A Jehovah's Witness has lost a malpractice suit over a blood transfusion.
The unidentified plaintiff had complications after childbirth, and her husband -- also a Jehovah's Witness -- granted permission for the blood transfusion after doctors told him that his wife, who had already refused permission, would otherwise die. She survived and sued, claiming medical malpractice.
The New York trial court dismissed the case, holding there is no precedent for finding medical malpractice when a blood transfusion was the proximate case of saving a live -- regardless if the patient may be offended or even emotionally distressed by the hospital's actions, which in this case were inconsistent with her religious beliefs.

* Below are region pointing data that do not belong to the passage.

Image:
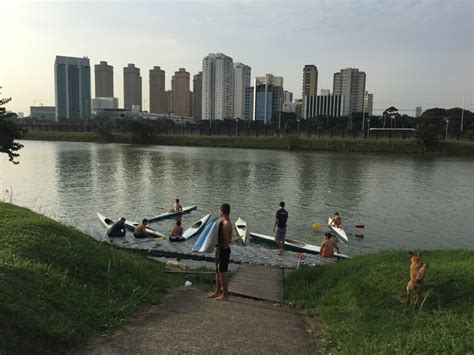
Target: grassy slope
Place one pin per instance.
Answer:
(361, 304)
(59, 286)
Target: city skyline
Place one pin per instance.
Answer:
(417, 39)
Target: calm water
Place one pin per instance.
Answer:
(405, 201)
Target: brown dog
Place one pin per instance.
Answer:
(417, 275)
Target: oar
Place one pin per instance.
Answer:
(319, 225)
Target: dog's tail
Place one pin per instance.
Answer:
(421, 274)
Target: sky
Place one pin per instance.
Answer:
(414, 52)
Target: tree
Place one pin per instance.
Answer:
(430, 126)
(392, 114)
(9, 131)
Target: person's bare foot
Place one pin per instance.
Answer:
(222, 297)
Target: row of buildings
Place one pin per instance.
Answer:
(224, 89)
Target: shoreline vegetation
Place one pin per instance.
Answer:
(286, 143)
(360, 304)
(62, 287)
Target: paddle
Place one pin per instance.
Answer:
(319, 225)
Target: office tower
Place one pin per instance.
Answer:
(217, 87)
(197, 96)
(104, 80)
(72, 84)
(132, 87)
(157, 90)
(310, 80)
(181, 93)
(287, 96)
(368, 103)
(418, 111)
(169, 101)
(323, 105)
(267, 97)
(242, 75)
(350, 82)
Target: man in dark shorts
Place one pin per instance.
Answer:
(224, 239)
(118, 229)
(280, 227)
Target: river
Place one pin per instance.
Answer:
(404, 201)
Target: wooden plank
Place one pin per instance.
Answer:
(258, 282)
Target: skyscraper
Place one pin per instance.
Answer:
(350, 83)
(181, 93)
(197, 98)
(242, 74)
(132, 87)
(104, 80)
(310, 80)
(72, 84)
(267, 97)
(368, 103)
(217, 87)
(157, 90)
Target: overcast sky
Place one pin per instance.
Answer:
(414, 52)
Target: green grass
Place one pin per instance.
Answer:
(59, 286)
(360, 304)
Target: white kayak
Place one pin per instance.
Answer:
(293, 245)
(196, 227)
(129, 225)
(208, 238)
(241, 227)
(171, 214)
(339, 232)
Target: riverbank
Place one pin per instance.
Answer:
(291, 142)
(360, 304)
(60, 286)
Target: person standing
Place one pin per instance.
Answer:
(279, 228)
(328, 246)
(224, 239)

Mat Staver, dean of Liberty University's School of Law and founder of Orlando-based Liberty Counsel, takes issue with the ruling.

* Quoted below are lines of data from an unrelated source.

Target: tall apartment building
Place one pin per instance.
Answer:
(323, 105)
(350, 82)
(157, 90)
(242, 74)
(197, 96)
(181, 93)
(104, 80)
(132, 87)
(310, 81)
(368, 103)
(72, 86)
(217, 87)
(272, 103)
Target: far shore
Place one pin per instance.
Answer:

"This lower-court judge dismissed this five-year-old case against the doctor and the university hospital, ruling that the transfusion did not deviate from accepted standards of care; and that this individual had failed to show that the infusion of someone else's blood had hurt her," he explains.

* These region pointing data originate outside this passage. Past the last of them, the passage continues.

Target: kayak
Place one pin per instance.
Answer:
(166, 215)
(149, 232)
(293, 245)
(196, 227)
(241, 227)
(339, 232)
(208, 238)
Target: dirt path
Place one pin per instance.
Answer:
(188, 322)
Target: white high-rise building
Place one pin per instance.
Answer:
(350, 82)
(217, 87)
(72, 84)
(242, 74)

That, according to Staver, is not the appropriate legal standard. "The criteria is not whether it actually hurt her -- the criteria is whether she has a religious objection to having a blood transfusion. And the answer clearly, for most Jehovah's Witnesses, is yes -- and therefore that's the end of the story. This judge clearly got it wrong on the constitutional issues involved."
Staver adds that usually when courts step in and order a blood transfusion for a Jehovah's Witness, it involves a child.
source: http://www.onenewsnow.com/Legal/Default.aspx?id=1415916
Are they nuts or what? The husbands grants permission for the transfusion "after doctors told him that his wife would otherwise die"; she gets blood, survives, and they sue? She should sue her husband, in case. Yes, they are nuts, we know.